# Good Scanner, cheap, for OSX in Native Mode?



## winstonc (Mar 7, 2003)

Looking for a good USB or firewire scanner for OSX 10.2.3. I've read the Canon's are pretty good. Looking to spend a max of $200, if possible. Any recommendations woud be appreciated.
Thanks
Winston


----------



## larry98765 (Mar 7, 2003)

I just bought the Epson Perfection 2400 Photo as per MacWorld's advice (March 2003 issue). It's $200. There are cheaper ones in the Perfection line, but MacWorld gave them lower ratings on all counts.

So far, I've been VERY pleased with the speed and scan quality of the Epson.

I used to have a UMAX 1200S, but UMAX, in all their wisdom, stopped supporting it. So now I will never buy UMAX again.


----------



## cellfish (Mar 7, 2003)

I have an HP scanjet 3500c that works in native mode. Quality is quite good as well. Great scanner all in all.

Andre


----------



## mdnky (Mar 7, 2003)

For the money you can't beat the Epson scanners IMHO.  I've had 2-3 through different jobs and they've all been great.  HP makes some nice ones, but I haven't used any in the past 2 years from them.


I'll second the Epson 2400.


----------



## Inline_guy (Mar 7, 2003)

I am going to freeload off the other guys question.  I want a nice scanner and printer combo.  I know combo's are not great, but I won't do much printing.  Just like yahoo maps if I am taking a trip.  I mainly want the scanner.  
Does anyone have that Lexmark?  Is it any good?

Matthew


----------



## winstonc (Mar 11, 2003)

That's what I bought. Thanks to all.


----------



## mdnky (Mar 12, 2003)

I am going to freeload off the other guys question. I want a nice scanner and printer combo. I know combo's are not great, but I won't do much printing. Just like yahoo maps if I am taking a trip. I mainly want the scanner. 
Does anyone have that Lexmark? Is it any good? 

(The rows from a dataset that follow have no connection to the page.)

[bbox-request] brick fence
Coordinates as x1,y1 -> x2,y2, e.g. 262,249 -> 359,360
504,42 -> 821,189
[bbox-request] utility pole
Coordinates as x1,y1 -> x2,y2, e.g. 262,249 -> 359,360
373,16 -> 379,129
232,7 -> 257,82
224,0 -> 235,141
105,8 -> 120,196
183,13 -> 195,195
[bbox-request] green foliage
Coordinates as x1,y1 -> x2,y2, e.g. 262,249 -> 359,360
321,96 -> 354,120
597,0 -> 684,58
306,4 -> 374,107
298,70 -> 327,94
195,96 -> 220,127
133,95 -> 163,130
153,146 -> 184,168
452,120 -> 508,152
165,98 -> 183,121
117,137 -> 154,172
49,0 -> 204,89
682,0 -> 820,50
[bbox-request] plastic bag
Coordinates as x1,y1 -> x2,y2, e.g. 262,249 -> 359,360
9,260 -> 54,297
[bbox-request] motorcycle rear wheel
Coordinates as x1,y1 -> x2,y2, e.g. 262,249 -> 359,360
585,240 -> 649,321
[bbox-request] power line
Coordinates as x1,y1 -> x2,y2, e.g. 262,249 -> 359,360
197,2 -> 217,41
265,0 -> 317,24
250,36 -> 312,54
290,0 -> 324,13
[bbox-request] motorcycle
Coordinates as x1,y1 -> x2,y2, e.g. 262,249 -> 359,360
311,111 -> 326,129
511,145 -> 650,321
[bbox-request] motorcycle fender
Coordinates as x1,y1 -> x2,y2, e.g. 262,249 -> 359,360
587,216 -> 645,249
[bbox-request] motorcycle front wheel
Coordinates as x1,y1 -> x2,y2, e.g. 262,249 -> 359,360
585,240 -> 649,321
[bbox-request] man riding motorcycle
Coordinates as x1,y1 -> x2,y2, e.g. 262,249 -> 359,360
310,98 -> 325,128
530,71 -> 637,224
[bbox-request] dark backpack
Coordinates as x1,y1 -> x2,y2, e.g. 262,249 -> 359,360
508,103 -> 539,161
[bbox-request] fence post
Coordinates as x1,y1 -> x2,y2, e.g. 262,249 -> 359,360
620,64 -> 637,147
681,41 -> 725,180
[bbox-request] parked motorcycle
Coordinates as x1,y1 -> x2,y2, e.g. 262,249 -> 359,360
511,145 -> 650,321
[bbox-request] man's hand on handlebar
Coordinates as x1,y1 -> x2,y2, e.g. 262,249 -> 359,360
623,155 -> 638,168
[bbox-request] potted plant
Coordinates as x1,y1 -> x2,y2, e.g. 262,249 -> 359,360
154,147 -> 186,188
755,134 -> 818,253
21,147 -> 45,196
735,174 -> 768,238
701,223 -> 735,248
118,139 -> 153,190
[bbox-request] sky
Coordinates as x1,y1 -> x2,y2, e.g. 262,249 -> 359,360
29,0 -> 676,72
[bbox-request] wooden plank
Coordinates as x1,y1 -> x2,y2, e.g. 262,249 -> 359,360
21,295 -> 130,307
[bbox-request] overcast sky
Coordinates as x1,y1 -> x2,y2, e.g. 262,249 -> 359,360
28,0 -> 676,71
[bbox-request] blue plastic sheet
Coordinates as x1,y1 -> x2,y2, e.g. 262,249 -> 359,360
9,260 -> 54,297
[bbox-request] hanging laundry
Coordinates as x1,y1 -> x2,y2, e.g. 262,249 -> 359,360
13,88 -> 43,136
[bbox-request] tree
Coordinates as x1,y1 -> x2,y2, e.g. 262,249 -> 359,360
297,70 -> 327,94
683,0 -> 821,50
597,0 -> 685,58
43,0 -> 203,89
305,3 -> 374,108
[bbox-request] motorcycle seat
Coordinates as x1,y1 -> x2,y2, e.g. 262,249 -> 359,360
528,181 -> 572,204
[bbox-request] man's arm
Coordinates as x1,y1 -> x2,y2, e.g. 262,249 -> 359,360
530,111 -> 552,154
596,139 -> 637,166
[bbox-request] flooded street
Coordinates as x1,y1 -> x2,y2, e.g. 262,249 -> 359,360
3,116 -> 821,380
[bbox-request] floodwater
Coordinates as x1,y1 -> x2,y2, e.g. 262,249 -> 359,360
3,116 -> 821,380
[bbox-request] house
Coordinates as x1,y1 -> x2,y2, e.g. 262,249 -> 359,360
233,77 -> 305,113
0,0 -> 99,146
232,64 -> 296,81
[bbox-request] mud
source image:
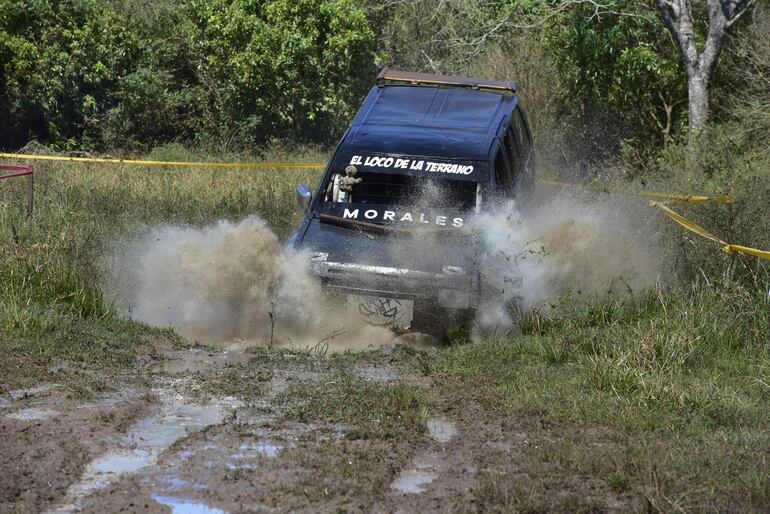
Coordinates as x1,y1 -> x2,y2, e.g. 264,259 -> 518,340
1,337 -> 643,513
377,395 -> 639,513
0,389 -> 148,514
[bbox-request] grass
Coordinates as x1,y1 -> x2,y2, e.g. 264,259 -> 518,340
2,142 -> 769,509
281,374 -> 429,441
0,143 -> 325,389
432,281 -> 770,510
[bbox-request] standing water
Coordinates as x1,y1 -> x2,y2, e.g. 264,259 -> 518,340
48,382 -> 241,513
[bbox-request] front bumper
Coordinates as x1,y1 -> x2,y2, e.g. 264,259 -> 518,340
311,260 -> 479,330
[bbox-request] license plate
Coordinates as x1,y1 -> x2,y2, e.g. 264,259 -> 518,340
347,294 -> 414,329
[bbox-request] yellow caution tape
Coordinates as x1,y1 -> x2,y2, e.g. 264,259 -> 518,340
0,153 -> 742,218
640,191 -> 732,205
650,201 -> 770,261
538,178 -> 733,205
723,244 -> 770,260
3,151 -> 765,259
0,153 -> 326,169
650,201 -> 727,244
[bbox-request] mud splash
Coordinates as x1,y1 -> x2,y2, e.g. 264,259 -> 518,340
105,217 -> 433,349
106,216 -> 320,342
106,187 -> 663,342
472,191 -> 664,335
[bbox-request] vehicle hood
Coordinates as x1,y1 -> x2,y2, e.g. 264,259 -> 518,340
297,216 -> 483,276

My dad has the Z83 from Lexmark.  It does alright.  We have a Cannon Multipass F50 at work and it scans pretty good too.  

I've sent jobs to 4 color press with images scanned on both, mainly the cannon, but I try not to if possible.  If you're going to spend the money, buy a nice Epson scanner ($99) and a Epson or HP printer ($99 - $150).  The Lexmark inks just go too quick and cost too much.


----------